Limited Testing and Current Capabilities
At present, Veo 2 is only accessible through the VideoFX experimental platform, where video resolution is capped at 720p and video length at 8 seconds. In comparison, OpenAI Sora provides videos up to 1080p resolution and 20 seconds in length. To access VideoFX, users need to join a waiting list, though Google promises a broader rollout soon. Business users can expect Veo 2 to appear on the Vertex AI platform, but no specific launch date has been announced yet.

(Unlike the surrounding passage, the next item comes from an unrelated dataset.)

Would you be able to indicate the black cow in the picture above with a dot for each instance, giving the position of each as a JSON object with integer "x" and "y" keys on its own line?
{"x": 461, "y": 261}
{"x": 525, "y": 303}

Like its predecessor, Veo 2 generates videos based on text prompts, which can include images. The new version improves significantly in terms of understanding physical properties, delivering clearer visuals, and enhancing virtual camera movements. For example, it more accurately models motion, such as coffee pouring into a mug, and renders light properties like shadows and reflections. Cinematic effects and virtual lenses are now mimicked more realistically, contributing to a more lifelike viewing experience.
Improvements and Lingering Challenges
One of the key advancements with Veo 2 is its ability to reduce hallucinations, such as generating additional fingers or unexpected objects. DeepMind claims that while these issues have been minimized, they have not been entirely eliminated. For instance, videos can still exhibit the “uncanny valley” effect. In a test video featuring a moving car, closer inspection revealed that the road appeared unnaturally smooth, pedestrians blended into one another, and building facades defied physical logic.
Veo 2 was trained on a vast library of videos, though DeepMind has not disclosed specific sources. YouTube, which Google owns, is likely among them. To address concerns about misuse, such as deepfakes, Veo 2 incorporates SynthID, an invisible watermark system that identifies AI-generated content.
DeepMind has also made strides in static image generation. Imagen 3, the upgraded static image generator, produces brighter, more detailed images and better adheres to user instructions. The ImageFX interface now includes drop-down lists directly within the prompt field, helping users achieve more accurate results.
We’ll keep you updated as more integrations and features become available, especially as Veo 2 moves closer to its full potential.